A circle of radius 5 units has diameter along the angle bisector of the lines $x+y=2$ and  $x-y=2$  & chord of contact from origin makes an angle of  ${45}^{\circ }$ with the positive direction of x-axis. If the equation of the circle is ${(x+\alpha )}^2+{(y+\beta )}^2=5^2$ then find  $|\alpha -\beta |$

Obviously angle bisectors are  $x=2$  and  $y=0$ . Now centre cannot lies on  $y=0$   because their chord of contact from origin will always be parallel to y-axis.
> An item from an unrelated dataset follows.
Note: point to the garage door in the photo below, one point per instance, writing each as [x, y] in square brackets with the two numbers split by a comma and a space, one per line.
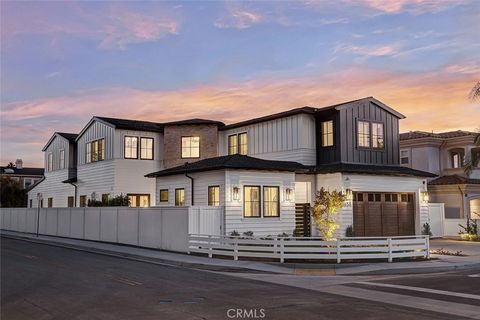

So let the centre is  $(2,\alpha )$  then equation of circle will be

$\begin{array}{rr} & {(x-2)}^2+{(y-\alpha )}^2=5^2\\ & \Rightarrow x^2+y^2-4x-2\alpha y-21=0\end{array}$

Now chord of contact is

$\begin{array}{rr} & -4\frac{x}{2}-2\alpha \frac{y}{2}+{\alpha }^2-21=0\Rightarrow 2x+\alpha y-{\alpha }^2+21=0\\ & now -\frac{2}{\alpha }=1\Rightarrow \alpha =-2\end{array}$

So equation of circle is   ${(x-2)}^2+{(y+2)}^2=5^2$.